A few months ago industrial stocks were being hammered but the
overall impact was cushioned by strong resource shares. Commodity
prices were holding up because of the supposed strong future
economic growth in China.
Many investment experts were still preaching the China story as
the reason why Australia would be immune from the US credit crunch.
At the time I explained that this rationale was fundamentally
flawed because simple logic says if China's biggest customer slows
then China will follow.
If US consumers stop spending at big retailers like Walmart,
Walmart in turn will not order as much from their Chinese
manufacturers, who won't need to buy as much steel from their
Chinese steelmaker, who won't buy as much coal or iron ore from
their Australian miners - and certainly not at the boom prices of
previous years.
It just makes sense.
Last week that message started to hit home to investors as
commodity prices dipped and resource shares followed. It had to
happen and is a natural part of the cycle.
It's the same with the property market.
Hopefully nothing here will be as bad as the property market in
the US, where 3 million properties have been repossessed and there
are predictions of another 1 million to come.
The key Standard & Poor's/Case-Shiller housing index of the
top 20 US cities came out last week and the results were ugly.
Home prices had their biggest annual drop in July. Average home
prices were down 16.3 per cent for the year and more than 20 per
cent since their peak in July 2006.
Las Vegas home prices were down 30 per cent, Phoenix by 29 per
cent and Miami by 28 per cent. Almost one-third of US households
will have negative equity in their homes by the end of the
year.
It is very unlikely the Australian residential property market
will plunge by anywhere near as much as in the US because we
haven't been through a huge construction boom, borrowers haven't
leveraged themselves to quite the same extent and we have strong
immigration to underpin demand.
But - and it is a big but - the tightening of bank finance will
have an impact on residential property values. Again, it makes
sense. It is simple investment fundamentals.
The banks are already starting to ration credit, making it more
difficult for people to borrow. The banks are lifting their
standards. We're starting to see the old-fashioned request for a 25
per cent deposit on a home loan and demands that mortgage
repayments be less than 30 per cent of the borrower's income.

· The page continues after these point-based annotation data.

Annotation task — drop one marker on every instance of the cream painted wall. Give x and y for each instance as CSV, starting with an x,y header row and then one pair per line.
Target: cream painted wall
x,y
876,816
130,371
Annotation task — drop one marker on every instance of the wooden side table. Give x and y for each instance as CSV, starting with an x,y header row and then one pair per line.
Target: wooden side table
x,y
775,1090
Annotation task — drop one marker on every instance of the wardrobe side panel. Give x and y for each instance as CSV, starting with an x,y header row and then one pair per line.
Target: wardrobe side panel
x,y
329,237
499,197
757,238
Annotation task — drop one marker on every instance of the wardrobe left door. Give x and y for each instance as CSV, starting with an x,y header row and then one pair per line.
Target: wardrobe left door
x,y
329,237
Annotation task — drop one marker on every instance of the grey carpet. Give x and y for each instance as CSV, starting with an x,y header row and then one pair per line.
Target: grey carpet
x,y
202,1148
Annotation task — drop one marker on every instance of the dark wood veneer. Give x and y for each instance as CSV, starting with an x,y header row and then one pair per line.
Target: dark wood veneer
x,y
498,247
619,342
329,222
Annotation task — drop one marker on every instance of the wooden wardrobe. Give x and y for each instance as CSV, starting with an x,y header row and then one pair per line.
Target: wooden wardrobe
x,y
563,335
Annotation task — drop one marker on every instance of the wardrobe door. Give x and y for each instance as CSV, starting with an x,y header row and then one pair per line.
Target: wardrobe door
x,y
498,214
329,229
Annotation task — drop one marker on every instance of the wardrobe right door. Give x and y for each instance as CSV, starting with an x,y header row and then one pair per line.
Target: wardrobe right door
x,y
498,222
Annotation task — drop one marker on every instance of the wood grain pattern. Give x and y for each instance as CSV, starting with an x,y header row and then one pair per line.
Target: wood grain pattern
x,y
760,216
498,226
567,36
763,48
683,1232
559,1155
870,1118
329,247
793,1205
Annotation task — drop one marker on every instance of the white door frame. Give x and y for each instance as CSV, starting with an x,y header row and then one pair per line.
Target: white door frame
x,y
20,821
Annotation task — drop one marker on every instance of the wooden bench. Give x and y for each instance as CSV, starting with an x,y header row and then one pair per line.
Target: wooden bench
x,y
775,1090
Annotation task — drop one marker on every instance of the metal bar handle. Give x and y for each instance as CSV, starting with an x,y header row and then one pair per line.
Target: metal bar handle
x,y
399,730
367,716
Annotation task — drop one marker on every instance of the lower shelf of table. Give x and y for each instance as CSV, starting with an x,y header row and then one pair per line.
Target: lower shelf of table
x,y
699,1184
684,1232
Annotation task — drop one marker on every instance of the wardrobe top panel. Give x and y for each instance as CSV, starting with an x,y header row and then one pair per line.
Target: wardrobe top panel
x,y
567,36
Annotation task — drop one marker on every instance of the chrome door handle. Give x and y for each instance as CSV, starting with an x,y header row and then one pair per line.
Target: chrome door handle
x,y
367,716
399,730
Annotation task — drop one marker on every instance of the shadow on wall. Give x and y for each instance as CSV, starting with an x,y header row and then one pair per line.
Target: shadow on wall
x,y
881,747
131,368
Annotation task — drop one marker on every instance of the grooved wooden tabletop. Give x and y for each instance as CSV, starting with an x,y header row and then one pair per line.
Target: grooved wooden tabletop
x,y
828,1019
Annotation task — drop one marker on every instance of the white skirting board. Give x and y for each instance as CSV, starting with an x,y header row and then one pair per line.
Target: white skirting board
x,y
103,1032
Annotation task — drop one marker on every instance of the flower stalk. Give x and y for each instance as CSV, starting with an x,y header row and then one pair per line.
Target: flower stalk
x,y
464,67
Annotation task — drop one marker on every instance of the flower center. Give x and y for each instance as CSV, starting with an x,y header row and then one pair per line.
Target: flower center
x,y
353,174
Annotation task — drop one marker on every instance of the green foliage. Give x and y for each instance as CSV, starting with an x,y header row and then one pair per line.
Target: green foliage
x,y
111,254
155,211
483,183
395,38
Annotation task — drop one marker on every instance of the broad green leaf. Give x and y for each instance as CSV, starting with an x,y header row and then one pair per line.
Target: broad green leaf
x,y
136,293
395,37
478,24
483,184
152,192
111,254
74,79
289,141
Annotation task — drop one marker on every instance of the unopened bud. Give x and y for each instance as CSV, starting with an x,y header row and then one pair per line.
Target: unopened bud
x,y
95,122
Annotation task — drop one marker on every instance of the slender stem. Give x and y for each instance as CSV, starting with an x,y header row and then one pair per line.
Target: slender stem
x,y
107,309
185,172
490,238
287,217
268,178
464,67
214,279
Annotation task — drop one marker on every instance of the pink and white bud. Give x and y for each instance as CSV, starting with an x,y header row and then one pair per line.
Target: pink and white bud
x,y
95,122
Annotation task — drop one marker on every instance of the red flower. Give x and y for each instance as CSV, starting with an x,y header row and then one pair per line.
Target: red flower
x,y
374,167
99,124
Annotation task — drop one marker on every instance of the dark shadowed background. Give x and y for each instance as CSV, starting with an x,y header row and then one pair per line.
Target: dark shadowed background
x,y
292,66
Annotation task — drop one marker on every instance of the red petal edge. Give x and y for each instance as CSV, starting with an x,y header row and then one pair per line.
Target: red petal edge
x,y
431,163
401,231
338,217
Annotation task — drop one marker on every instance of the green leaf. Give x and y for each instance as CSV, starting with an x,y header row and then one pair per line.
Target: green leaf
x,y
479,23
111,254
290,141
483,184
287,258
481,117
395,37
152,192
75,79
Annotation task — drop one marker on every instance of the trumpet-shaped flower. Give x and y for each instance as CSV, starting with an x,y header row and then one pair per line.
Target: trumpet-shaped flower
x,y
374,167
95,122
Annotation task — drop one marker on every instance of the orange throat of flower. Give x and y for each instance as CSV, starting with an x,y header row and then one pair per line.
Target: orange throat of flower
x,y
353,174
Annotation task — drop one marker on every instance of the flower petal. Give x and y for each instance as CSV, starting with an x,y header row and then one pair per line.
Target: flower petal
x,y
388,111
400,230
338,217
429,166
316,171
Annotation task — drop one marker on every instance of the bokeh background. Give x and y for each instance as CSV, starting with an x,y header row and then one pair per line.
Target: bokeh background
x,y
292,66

Tightening the criteria for home loans means fewer borrowers
will be eligible.
There will be fewer potential buyers and less competition in the
market.
On the other side of the coin, because of the fall in the
sharemarket, more existing homeowners will be under pressure from
their banks to boost the level of security behind their loans and
may even be asked to sell their properties.
Fewer bidders combined with more homes on the market equals a
softening of prices. That is all ahead of us.
At the top end of the market, the tightening of finance is
already starting.
I met a mate at the AFL Grand Final last weekend who is a
director of a property company. They were refinancing a $235
million CBD commercial property and were after $100 million. Yep,
borrow $100 million on a $235 million security.
On the surface it seemed a no-brainer but the bank came back and
agreed to a maximum of $50 million. Thankfully they negotiated with
another financier for the other $50 million but he said a year ago
the first would have offered $150 million.
It is an insight into what's to come.
Just as we had to go through the resources leg of the cycle, be
prepared for the property phase as well.